Ich fand das einfach nur unfair!
Aber ändern konnte ich daran auch nichts.
„Fünfundsechzig Yeng Isis drückte mir einen Stapel Münzen in die Hand und lächelte grimmig.
Ich nickte stumm, nahm das Geld entgegen und steckte es in meinen Beutel.
65 Yeng waren nicht viel. Eigentlich verdienten wir 10 Yeng die Stunde also siebzig am Tag. Da ich heute allerdings zu spät gekommen war, hatte Isis mir zehn Yeng abgezogen. Zehn Yeng waren ein Solem.
Das Geld das ich in der Weberei verdiente reichte vorne und hinten nicht.
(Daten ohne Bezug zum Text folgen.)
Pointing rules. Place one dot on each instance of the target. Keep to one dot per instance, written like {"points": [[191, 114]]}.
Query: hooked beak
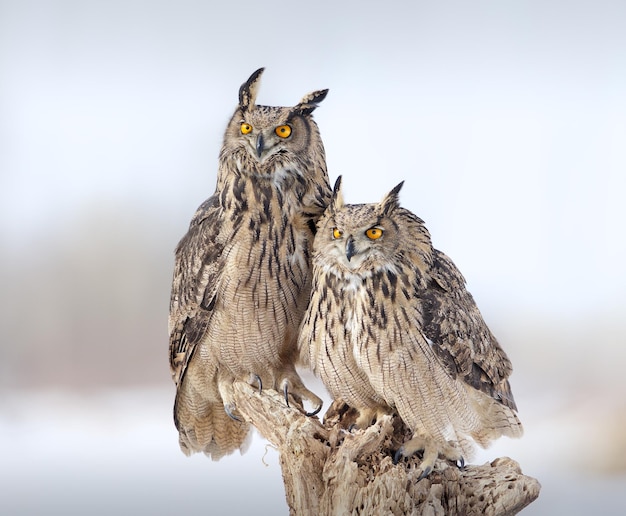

Ein Brot kostete ungefähr 2 Solem. Damit konnte ich an einem normalen Tag gerade die Einkäufe bezahlen.
Heute nicht.
Bein Bruder arbeitete von sechs Uhr Morgens bis sieben Uhr Abends und verdiente dreissig Solem pro Tag.
Wenn er nach Hause kam, war ich meist schon wieder von Einkaufen zurück und kümmerte mich um den Haushalt, während Kian sich mit seinen Freunden traf, mir half oder es sich auf seinem Bett gemütlich machte. Er half mir eigentlich bei fast allem und unterstützte mich meistens.
Er war nicht wie seine Freund. Vergriff sich nicht an mir und schlug mich auch nicht, obwohl er zu beidem das Recht hätte.